# Patching a CableTV/Internet Ground Line



## jpf566 (Apr 23, 2012)

I was working at a clients house and managed to cut the thick ground line from their cable provide. They had it no more than 6 inches under the surface…. It will be 10+ days before a technician from the company can come out and take care of this and the client wants to know if I can do a temporary patch of some sort. Has anyone worked with these? This isn’t normal Coax, it’s a very thick cable with a large copper wire in the middle, insulation foam, a metal exterior coating and then rubber on top of that.

Could I just run a copper patch from the one side to the other or does the metal coating transfer something as well? Any help would be much appreciated!


----------



## Dennis Alwon (May 9, 2009)

I would try and connect the center core together and then connect the outer shield being careful that they don't touch the center core. The outer shield can be peeled back and twisted together-- just butt splice the joints.


----------



## jpf566 (Apr 23, 2012)

Ok! the outer shield isn't a braided mesh though, its pretty much like sheet metal.


----------



## Dennis Alwon (May 9, 2009)

jpf566 said:


> Ok! the outer shield isn't a braided mesh though, its pretty much like sheet metal.

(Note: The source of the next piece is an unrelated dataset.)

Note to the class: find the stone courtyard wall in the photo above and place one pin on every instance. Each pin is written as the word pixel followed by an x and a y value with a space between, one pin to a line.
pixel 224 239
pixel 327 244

I would find a way to attach them together even with a piece of wire. If you can put them close together you may be able to slide a threaded rod or some rod and crimp them together.


----------



## jeffmoss26 (Dec 8, 2011)

it's probably RG11 or even hardline coax...RG11 uses F connectors but hardline has its own thing altogether.


----------



## jpf566 (Apr 23, 2012)

Yeah I just googled "Hardline Coax" and thats exactly what it is.


----------



## jeffmoss26 (Dec 8, 2011)

Hate to say it, but that is best left to be repaired by the cable company.
They use connectors like this:
http://www.ppc-online.com/broadband/hardline.php
They generally heat shrink everything with a torch as well.


----------



## hbiss (Mar 1, 2008)

There is nothing that you can do that will make it work. They are going to have to wait if they can't get the cable company off their butts.

-Hal


----------